Quinhentos anos depois de os portugueses chegarem a Cantão e de terem criado depois a primeira carreira global que ligava Lisboa, Goa e Macau, Portugal e China reencontram-se agora no Atlântico. O quadro de relacionamento atual com a segunda maior economia do mundo coloca-a como sexto fornecedor de bens e sétimo investidor direto em Portugal, mas a posição como destino de exportação desceu para 12º lugar, atrás de Angola, Brasil e Polónia. Em Sines, o porto sempre em destaque, 8% da movimentação de contentores provêm da China. A oportunidade é fazer subir estes números.

A janela do gás

A par do vetor óbvio, o portuário para o import-export e para o transbordo, uma oportunidade emergente prende-se com o gás natural liquefeito (GNL), por muitos considerado o combustível fundamental para mover os navios no século XXI. Um especialista do sector refere ao Expresso que, “no contexto energético da mobilidade marítima, a posição geoestratégica de Portugal e das regiões autónomas dos Açores e da Madeira podem conferir maior eficiência nas rotas marítimas no que diz respeito ao reabastecimento dos navios movidos a GNL”. Acrescenta que uma ligação à posição estratégica de Cabo Verde é outra vertente fundamental, onde a Enacol-Empresa Nacional de Combustíveis é controlada em mais de 48% pela Galp. António Costa Santos avança, por seu lado, que “o porto de Praia da Vitória, na ilha Terceira, cujo uso é incipiente, pode ser convertido numa grande estação de GNL mesmo no centro do Atlântico”.
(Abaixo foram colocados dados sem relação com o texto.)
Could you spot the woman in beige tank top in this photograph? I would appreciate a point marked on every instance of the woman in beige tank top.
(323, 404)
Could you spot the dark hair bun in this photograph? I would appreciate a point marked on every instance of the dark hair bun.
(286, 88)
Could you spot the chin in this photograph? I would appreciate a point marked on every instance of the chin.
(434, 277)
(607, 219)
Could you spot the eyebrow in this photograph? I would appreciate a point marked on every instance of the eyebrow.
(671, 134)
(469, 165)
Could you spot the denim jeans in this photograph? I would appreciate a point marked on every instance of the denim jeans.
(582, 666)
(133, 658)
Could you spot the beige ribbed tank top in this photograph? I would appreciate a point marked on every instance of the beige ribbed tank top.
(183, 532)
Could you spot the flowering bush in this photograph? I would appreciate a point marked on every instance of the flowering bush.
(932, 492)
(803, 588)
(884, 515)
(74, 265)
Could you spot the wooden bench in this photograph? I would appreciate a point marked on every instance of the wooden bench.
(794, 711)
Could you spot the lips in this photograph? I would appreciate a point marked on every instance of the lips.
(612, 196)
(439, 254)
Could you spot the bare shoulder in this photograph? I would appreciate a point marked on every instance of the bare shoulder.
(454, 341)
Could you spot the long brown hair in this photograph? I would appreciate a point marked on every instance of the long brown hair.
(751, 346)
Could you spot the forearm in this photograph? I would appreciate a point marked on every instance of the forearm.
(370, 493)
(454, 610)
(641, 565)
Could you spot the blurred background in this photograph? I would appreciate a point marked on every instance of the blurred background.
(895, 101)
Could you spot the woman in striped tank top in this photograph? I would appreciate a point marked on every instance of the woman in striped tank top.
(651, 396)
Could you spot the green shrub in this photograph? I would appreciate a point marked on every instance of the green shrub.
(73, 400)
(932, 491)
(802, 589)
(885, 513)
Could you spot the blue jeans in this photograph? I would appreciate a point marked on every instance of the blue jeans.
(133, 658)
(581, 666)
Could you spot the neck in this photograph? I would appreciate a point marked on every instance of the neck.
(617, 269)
Mas a centralidade portuguesa não é só geográfica. Tem, também, uma dimensão simbólica. Para José Luís de Sales Marques, Portugal “é mesmo uma joia rara”, por reunir “um conjunto de características únicas geopolíticas e geoestratégicas, por ser a nação ocidental que há mais tempo se relaciona com a China, e pelo espaço de língua portuguesa”. O próprio português, sublinha Sales Marques, “através do Fórum Económico e Comercial entre a China e os Países de Língua Portuguesa (conhecido como Fórum Macau), passou a ser a única língua estrangeira usada pela China como instrumento da sua diplomacia global e é promovida como língua útil para o futuro”.